A chacun selon ses moyens. L’équipe FDJ a d’autres tickets à jouer. A Bourg-en-Bresse, les employés du bar-tabac-restaurant La Duchesse de Savoie arborent des maillots bleu-blanc-rouge fournis pour l’étape du dimanche 17 juillet, au départ de la préfecture de l’Ain. « La Française des jeux nous a fourni gratuitement des tee-shirts, des affiches. On n’est pas obligé de les mettre, mais je trouve ça convivial et puis, j’aime bien le vélo », justifie Michel Volland, responsable du commerce, entre deux commandes.
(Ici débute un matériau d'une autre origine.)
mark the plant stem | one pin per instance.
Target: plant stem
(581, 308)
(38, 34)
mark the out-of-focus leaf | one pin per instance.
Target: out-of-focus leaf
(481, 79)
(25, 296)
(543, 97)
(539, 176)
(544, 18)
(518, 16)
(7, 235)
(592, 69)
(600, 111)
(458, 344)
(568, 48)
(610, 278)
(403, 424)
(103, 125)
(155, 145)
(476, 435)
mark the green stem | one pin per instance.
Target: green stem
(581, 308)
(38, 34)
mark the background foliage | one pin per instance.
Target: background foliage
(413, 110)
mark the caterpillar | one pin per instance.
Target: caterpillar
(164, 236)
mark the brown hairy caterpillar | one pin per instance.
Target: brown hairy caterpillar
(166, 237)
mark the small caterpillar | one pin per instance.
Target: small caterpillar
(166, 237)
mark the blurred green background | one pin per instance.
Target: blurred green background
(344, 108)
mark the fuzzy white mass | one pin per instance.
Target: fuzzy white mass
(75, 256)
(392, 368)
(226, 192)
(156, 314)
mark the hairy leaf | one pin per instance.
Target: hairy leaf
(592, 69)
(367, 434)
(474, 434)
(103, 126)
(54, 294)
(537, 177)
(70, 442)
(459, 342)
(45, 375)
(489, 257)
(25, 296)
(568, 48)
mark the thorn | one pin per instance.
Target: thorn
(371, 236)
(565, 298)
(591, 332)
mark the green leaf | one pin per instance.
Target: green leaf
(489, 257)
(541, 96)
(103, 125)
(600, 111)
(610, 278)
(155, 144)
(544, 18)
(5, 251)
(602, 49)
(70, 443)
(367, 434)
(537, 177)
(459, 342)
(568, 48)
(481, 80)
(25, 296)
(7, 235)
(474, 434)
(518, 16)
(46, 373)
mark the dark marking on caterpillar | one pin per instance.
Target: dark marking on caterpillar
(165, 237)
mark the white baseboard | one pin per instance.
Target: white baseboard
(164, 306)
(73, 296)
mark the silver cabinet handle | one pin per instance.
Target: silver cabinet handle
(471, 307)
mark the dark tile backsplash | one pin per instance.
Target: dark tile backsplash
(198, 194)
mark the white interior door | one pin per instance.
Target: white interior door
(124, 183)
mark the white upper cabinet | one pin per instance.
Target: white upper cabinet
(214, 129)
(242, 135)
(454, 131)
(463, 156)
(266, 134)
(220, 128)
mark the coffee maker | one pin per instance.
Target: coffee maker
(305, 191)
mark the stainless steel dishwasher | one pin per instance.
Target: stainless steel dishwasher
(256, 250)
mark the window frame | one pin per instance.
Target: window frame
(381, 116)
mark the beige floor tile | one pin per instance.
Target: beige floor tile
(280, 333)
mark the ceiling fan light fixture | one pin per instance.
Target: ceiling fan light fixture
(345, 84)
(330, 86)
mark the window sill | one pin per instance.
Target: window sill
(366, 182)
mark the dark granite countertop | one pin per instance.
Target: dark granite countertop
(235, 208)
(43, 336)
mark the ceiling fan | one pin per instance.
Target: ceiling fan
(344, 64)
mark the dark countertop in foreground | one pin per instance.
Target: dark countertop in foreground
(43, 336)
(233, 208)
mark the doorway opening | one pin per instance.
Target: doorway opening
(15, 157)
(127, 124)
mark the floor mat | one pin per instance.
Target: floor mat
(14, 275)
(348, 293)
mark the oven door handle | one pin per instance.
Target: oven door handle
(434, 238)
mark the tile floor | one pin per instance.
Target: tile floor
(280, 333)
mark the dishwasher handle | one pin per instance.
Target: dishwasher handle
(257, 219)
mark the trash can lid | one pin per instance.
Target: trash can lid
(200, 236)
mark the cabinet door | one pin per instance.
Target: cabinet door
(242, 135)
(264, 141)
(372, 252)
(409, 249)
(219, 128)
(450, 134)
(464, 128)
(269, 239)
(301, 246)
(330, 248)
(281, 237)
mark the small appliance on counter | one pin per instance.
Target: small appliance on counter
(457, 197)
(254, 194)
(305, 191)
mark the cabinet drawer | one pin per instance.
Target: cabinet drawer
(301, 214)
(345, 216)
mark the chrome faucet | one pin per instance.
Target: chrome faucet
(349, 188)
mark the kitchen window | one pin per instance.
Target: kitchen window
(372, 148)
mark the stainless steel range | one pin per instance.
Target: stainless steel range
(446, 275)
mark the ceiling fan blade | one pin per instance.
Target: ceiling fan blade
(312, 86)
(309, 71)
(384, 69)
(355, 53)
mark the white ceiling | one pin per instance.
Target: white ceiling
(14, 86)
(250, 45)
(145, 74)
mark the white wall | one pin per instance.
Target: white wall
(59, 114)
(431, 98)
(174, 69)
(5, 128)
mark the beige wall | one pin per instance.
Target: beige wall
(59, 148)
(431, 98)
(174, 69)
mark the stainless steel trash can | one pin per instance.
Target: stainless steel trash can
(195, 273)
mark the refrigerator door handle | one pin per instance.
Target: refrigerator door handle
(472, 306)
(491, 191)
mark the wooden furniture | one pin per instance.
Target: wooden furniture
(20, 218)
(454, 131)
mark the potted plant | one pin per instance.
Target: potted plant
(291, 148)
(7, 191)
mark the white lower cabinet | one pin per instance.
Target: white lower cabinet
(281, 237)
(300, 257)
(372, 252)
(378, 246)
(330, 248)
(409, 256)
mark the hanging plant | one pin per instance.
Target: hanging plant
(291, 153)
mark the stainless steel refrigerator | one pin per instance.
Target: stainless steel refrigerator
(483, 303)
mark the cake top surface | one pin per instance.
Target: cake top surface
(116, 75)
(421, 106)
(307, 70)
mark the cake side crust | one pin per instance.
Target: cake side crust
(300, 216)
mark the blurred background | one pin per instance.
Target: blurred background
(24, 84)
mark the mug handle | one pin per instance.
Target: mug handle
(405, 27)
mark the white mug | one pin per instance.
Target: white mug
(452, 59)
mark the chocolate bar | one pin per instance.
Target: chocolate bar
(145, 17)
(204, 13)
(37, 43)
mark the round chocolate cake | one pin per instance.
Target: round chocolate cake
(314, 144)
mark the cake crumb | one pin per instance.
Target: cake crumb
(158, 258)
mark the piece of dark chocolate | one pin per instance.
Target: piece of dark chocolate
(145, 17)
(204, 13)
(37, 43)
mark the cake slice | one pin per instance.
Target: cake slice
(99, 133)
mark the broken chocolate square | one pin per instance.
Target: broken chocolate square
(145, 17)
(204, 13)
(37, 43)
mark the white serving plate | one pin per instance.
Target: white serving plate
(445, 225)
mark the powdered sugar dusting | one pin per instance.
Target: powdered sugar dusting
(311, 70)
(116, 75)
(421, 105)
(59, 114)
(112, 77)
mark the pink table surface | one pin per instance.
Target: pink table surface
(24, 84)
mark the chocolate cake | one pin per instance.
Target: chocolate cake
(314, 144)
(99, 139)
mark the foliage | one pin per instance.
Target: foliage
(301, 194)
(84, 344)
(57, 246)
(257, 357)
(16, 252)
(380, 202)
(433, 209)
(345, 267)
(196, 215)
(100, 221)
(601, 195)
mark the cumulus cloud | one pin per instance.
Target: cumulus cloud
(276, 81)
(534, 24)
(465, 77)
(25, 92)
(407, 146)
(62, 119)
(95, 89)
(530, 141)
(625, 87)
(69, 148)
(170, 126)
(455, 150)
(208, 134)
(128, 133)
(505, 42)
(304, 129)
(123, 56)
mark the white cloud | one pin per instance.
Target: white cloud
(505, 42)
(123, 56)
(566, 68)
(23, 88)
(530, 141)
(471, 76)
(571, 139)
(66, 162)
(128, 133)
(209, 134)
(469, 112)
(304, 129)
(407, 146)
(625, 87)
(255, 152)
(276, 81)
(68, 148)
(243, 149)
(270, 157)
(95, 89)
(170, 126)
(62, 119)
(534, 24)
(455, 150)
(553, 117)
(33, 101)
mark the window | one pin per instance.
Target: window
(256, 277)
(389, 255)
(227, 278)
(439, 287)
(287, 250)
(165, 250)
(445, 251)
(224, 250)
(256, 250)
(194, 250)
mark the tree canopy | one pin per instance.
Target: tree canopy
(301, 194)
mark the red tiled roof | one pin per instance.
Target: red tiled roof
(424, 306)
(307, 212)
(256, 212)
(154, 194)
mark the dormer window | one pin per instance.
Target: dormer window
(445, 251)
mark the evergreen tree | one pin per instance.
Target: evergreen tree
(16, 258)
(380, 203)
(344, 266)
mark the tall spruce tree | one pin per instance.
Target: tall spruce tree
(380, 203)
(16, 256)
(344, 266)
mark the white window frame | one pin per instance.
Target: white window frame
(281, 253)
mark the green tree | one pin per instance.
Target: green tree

A l’échelle d’une équipe, la fibre régionale peut aussi avoir du bon. Ainsi de la formation Fortuneo-Vital Concept, qui s’appelait Bretagne-Séché Environnement l’an dernier, et qui s’efforce toujours de valoriser son ancrage local : « On distribue d’innombrables drapeaux bretons avec le logo de l’équipe, indique Emmanuel Hubert, manageur général. Et j’entends souvent des spectateurs crier “Allez les Bretons” sur notre route. »
Reste cependant une crainte : celle de devoir tout recommencer en cas de nouveau sponsor, et, donc, de nouveau nom. « Parfois, les partenaires, au bout de cinq, six ans ont fait le tour de la question sur le plan de la communication. » Ou même plus tôt.
Le Vendéen Jean-René Bernaudeau connaît le mécanisme. Le directeur sportif de Direct Energie (ex-Brioches La Boulangère, ex-Bouygues Telecom, ex-Europcar, publicité non exhaustive), « 8 millions d’euros de budget annuel », dans la fourchette basse du peloton, refuse de révéler la durée de son partenariat actuel.